~/blog
Chain Rule of Derivatives
Every weight update in a neural network comes down to one question: how does a change in W affect the loss? The problem is that Loss doesn't mention W directly. It mentions the output of a sigmoid, which depends on a weighted sum, which depends on an activation from the previous layer, which finally depends on W. To differentiate through that stack of composed functions, you need the chain rule. Without it, backpropagation has no mathematical foundation.

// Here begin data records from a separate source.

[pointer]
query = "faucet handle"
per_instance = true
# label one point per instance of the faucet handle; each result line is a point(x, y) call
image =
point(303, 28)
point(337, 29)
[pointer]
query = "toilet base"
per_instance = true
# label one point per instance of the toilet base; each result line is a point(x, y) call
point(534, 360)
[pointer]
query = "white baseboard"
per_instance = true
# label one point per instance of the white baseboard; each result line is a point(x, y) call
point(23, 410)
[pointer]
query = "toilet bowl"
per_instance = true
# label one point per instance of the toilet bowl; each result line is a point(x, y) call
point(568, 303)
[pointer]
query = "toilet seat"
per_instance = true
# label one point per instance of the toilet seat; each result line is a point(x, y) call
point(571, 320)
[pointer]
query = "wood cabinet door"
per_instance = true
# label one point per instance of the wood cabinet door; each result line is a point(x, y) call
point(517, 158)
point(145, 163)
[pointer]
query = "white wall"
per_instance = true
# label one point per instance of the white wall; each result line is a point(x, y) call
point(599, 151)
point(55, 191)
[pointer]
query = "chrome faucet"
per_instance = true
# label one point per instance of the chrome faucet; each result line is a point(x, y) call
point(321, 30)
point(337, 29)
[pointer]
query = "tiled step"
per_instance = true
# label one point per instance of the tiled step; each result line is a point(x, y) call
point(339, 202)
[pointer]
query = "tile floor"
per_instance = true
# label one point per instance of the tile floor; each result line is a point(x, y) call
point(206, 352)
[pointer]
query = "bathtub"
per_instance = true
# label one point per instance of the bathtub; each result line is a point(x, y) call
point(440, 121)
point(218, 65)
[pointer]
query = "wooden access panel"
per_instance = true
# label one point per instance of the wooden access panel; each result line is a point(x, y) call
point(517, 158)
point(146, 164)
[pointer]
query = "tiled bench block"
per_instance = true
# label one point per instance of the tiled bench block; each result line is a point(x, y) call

The anchor example throughout this post uses the two-layer network from earlier posts:
- Input: x = [0.5, 0.1], label y = 0
- W1 = [[0.5, -0.2], [0.3, 0.8]], b1 = [0.1, -0.1]
- W2 = [[0.6], [-0.4]], b2 = [0.0]
- Forward pass results: z1₁ = 0.33, a1₁ = 0.33, z1₂ = 0.13, a1₂ = 0.13, z2 = 0.146, ŷ = 0.536
Why the Chain Rule Exists
A neural network is nothing but a composition of functions:
ŷ = sigmoid( W2 · ReLU( W1 · x + b1 ) + b2 )
L = BCE(ŷ, y)Written as a chain: L = BCE( sigmoid( linear2( ReLU( linear1(x) ) ) ) )
Gradient descent needs ∂L/∂W1 — how much the loss changes when you nudge W1. But if you look at the BCE formula, W1 doesn't appear in it. BCE depends on ŷ. ŷ depends on z2. z2 depends on a1. a1 depends on z1. z1 depends on W1.
The loss does depend on W1, just indirectly — through a chain of intermediate variables. The chain rule formalizes exactly how to follow that chain backward.
Single-Variable Chain Rule
If y = f(g(x)), the derivative of y with respect to x is:
dy/dx = f'(g(x)) · g'(x)You differentiate the outer function (evaluated at the inner function's output), then multiply by the derivative of the inner function. The key insight: the two derivatives multiply — they don't add.
DL example: A single neuron computes z = wx + b, then y = σ(z). What is dy/dw?
y = σ(z), z = wx + b
dy/dw = (dy/dz) · (dz/dw)
= σ'(z) · x
= σ(z)(1 − σ(z)) · xNumerical trace with w = 0.6, x = 0.5, b = 0.1:
z = 0.6 × 0.5 + 0.1 = 0.40
y = σ(0.40) = 1/(1 + e^{-0.40}) = 0.599
σ'(0.40) = 0.599 × (1 − 0.599) = 0.599 × 0.401 = 0.240
dy/dw = 0.240 × 0.5 = 0.120The diagram below shows how derivatives flow backward through the composition:
Multivariable Chain Rule
When a function has multiple inputs, each one gets its own partial derivative. If L = f(z) and z = g(x₁, x₂):
∂L/∂x₁ = (∂L/∂z) · (∂z/∂x₁)
∂L/∂x₂ = (∂L/∂z) · (∂z/∂x₂)DL example: The pre-activation of a neuron is z = w₁x₁ + w₂x₂ + b. The partial derivatives of z with respect to each weight are simply:
∂z/∂w₁ = x₁
∂z/∂w₂ = x₂
∂z/∂b = 1Each weight only multiplies one input, so its partial is just that input. This is a recurring pattern — the gradient of a linear layer with respect to a weight is always the activation feeding into it.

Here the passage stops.